The Production Services team, as part of the Fabric of Capacity Services (FoCaS), maintains services essential to delivering science using OSG Consortium resources. The Compute Management services allow for sharing of computing resources, provisioning pools of computing resources, job execution management. Data Management services provide for serving and pre-placing data in support of workflows. Additionally, services such as identity management, monitoring, and accounting enhance and secure the fabric.
The compute management services allow the science and engineering community to turn the raw computing capacity found in clusters across the nation’s universities and labs into effective capacity for science.
The computing services provided by PATh include:
- Submission endpoints for providing researchers access to the shared compute power enabled by the OSG. This includes the centrally-managed, OSG-Operated Access Points, targeting PI-driven groups.
- Overlay resource pools for aggregating resources from the distributed infrastructure on behalf of an organization.
- Resource Provisioning for acquiring resources – from hosted CEs, XD machines, or cloud capacity – into the resource pools.
- Compute Entry points for contributing resources via a scheduler (such as SLURM, HTCondor, or PBS) on a campus cluster into a resource pool, using the HTCondor-CE software (a special configuration of HTCSS).

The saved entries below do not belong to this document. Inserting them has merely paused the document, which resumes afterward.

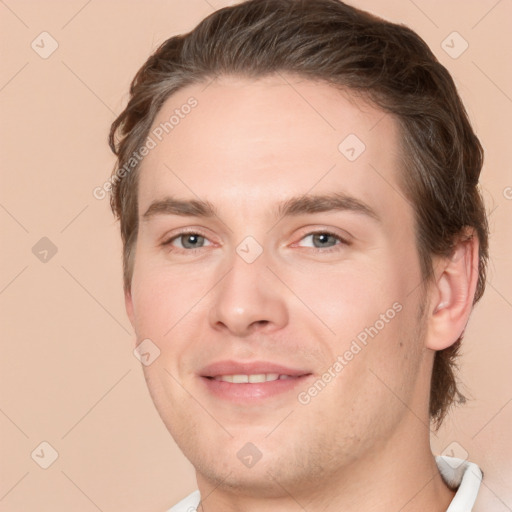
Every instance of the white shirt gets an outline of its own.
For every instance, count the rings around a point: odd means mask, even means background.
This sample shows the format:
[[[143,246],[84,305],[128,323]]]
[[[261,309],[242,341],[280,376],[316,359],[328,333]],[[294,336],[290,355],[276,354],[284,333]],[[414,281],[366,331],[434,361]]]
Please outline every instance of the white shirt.
[[[480,468],[467,460],[444,455],[437,456],[436,463],[446,484],[458,488],[446,512],[471,512],[482,481]],[[167,512],[196,512],[200,500],[199,491],[194,491]]]

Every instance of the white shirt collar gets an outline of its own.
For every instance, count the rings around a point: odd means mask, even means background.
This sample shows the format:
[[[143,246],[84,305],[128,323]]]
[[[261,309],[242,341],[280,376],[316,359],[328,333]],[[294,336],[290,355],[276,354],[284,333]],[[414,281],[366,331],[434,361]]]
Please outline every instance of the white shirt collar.
[[[481,469],[473,462],[445,455],[437,456],[436,463],[446,485],[458,488],[446,512],[470,512],[482,482]]]

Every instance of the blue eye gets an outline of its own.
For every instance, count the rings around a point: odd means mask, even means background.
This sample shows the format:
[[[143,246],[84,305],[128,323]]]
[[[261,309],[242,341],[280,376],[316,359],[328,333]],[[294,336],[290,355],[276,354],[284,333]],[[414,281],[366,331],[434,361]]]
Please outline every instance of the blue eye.
[[[181,233],[164,242],[164,245],[172,245],[178,249],[200,249],[210,245],[210,242],[199,233]]]
[[[192,252],[208,247],[212,245],[212,242],[210,242],[206,236],[190,231],[174,235],[163,242],[162,245],[170,246],[171,250],[178,252]],[[313,251],[329,252],[340,249],[341,247],[338,246],[347,246],[350,245],[350,243],[334,233],[316,231],[302,237],[300,241],[294,245],[296,247],[310,248]]]
[[[338,235],[334,235],[333,233],[329,233],[327,231],[318,231],[316,233],[310,233],[306,235],[302,240],[310,239],[310,244],[303,245],[302,247],[312,247],[315,249],[329,249],[331,247],[335,247],[336,245],[346,244],[345,240],[343,240]]]
[[[317,248],[321,247],[333,247],[338,242],[338,238],[329,233],[312,233],[309,235],[313,246]]]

PATh delivers data management services in order to support the workflows running on the national infrastructure. Services include:
Distributed data caches provide on-demand data movement to jobs. A data cache is located near (in network terms) compute resources and manages the usage of WAN bandwidth to mitigate latency impact. For workloads with high locality of reference, caches allow for data reuse and reduction of total WAN bandwidth and load on data origins.
Data placement services allowing an organization to maintain a catalog of its files, organize files into datasets, establish placement policies, and orchestrate transfers with an external service.
Research software distribution allowing organizations to publish software or containers and, within minutes, have them propagated across the compute federation.